Re: [Virtio-fs] virtiofsd: Any reason why there's not an "openat2" sandbox mode?

2022-10-03 Thread Colin Walters



On Thu, Sep 29, 2022, at 1:03 PM, Vivek Goyal wrote:
> 
> So rust version of virtiofsd, already supports running unprivileged
> (inside a user namespace).

I know, but as I already said, the use case here is running inside an OpenShift 
unprivileged pod where *we are already in a container*.

> host$ podman unshare -- virtiofsd --socket-path=/tmp/vfsd.sock 
> --shared-dir /mnt \
> --announce-submounts --sandbox chroot &

Yes, but in current OCP 4.11 our seccomp policy denies CLONE_NEWUSER:

```
$ unshare -m
unshare: unshare failed: Function not implemented
```

https://docs.openshift.com/container-platform/4.11/security/seccomp-profiles.html

> I think only privileged operation it needs is assigning a range of
> subuid/subgid to the uid you are using on host.

We also turn on NO_NEW_PRIVILEGES by default in OCP pods.  

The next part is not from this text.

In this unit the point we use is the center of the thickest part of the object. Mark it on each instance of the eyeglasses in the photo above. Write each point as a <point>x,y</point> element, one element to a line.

Now, I *could* in general get elevated permissions where I need to today.  But 
it's also really important to me to have a long term goal of having operating 
system builds and tests work well as "just another workload" in our production 
container platform (now, one *does* want to bind in /dev/kvm, but that's 
generally safe, and even that strictly speaking is optional if one can stomach 
the ~10x perf hit).

> Can you give rust virtiofsd (unprivileged) a try.

I admit to not actually trying it in a pod, but I think we all agree it can't 
work, and the only thing that can today is openat2.



Re: [Virtio-fs] virtiofsd: Any reason why there's not an "openat2" sandbox mode?

2022-09-29 Thread Colin Walters



On Thu, Sep 29, 2022, at 10:10 AM, Vivek Goyal wrote:

> What's your use case. How do you plan to use virtiofs.

At the current time, the Kubernetes that we run does not support user 
namespaces.  We want to do the production builds of our operating system 
(Fedora CoreOS and RHEL CoreOS) today inside an *unprivileged* Kubernetes pod 
(actually in OpenShift using anyuid, i.e. random unprivileged uid too), just 
with /dev/kvm exposed from the host (which is safe).  Operating system builds 
*and* tests in qemu are just another workload that can be shared with other 
tenants.

qemu works fine in this model, as does 9p.  It's just the virtiofs isolation 
requires privileges to be used today.





Re: [Virtio-fs] virtiofsd: Any reason why there's not an "openat2" sandbox mode?

2022-09-29 Thread Colin Walters
On Wed, Sep 28, 2022, at 3:28 PM, Vivek Goyal wrote:

> Sounds reasonable. In fact, we could probably do someting similar
> for "landlock" as well. 

Thanks for the discussion all!  Can someone (vaguely) commit to look into this 
in say the next few months?  It's not *urgent*, we can live with the 9p flakes 
and problems short term, just trying to figure out if this needs to be on our 
medium-term radar or not.  Thanks!



Re: virtiofsd: Any reason why there's not an "openat2" sandbox mode?

2022-09-27 Thread Colin Walters



On Tue, Sep 27, 2022, at 1:27 PM, German Maglione wrote:
>
>> > Now all the development has moved to rust virtiofsd.

Oh, awesome!!  The code there looks great.

> I could work on this for the next major version and see if anything breaks.
> But I prefer to add this as a compilation feature, instead of a command line
> option that we will then have to maintain for a while.

Hmm, what would be the issue with having the code there by default?  I think 
rather than any new command line option, we automatically use 
`openat2+RESOLVE_IN_ROOT` if the process is run as a nonzero uid.

> Also, I don't see it as a sandbox feature, as Stefan mentioned, a compromised
> process can call openat2() without RESOLVE_IN_ROOT. 

I'm a bit skeptical honestly about how secure the existing namespace code is 
against a compromised virtiofsd process.  The primary worry is guest filesystem 
traversals, right?  openat2+RESOLVE_IN_ROOT addresses that.  Plus being in Rust 
makes this dramatically safer.

> I did some test with
> Landlock to lock virtiofsd inside the shared directory, but IIRC it requires a
> kernel 5.13

But yes, landlock and other things make sense, I just don't see these things as 
strongly linked.  IOW we shouldn't in my opinion block unprivileged virtiofsd 
on more sandboxing than openat2 already gives us.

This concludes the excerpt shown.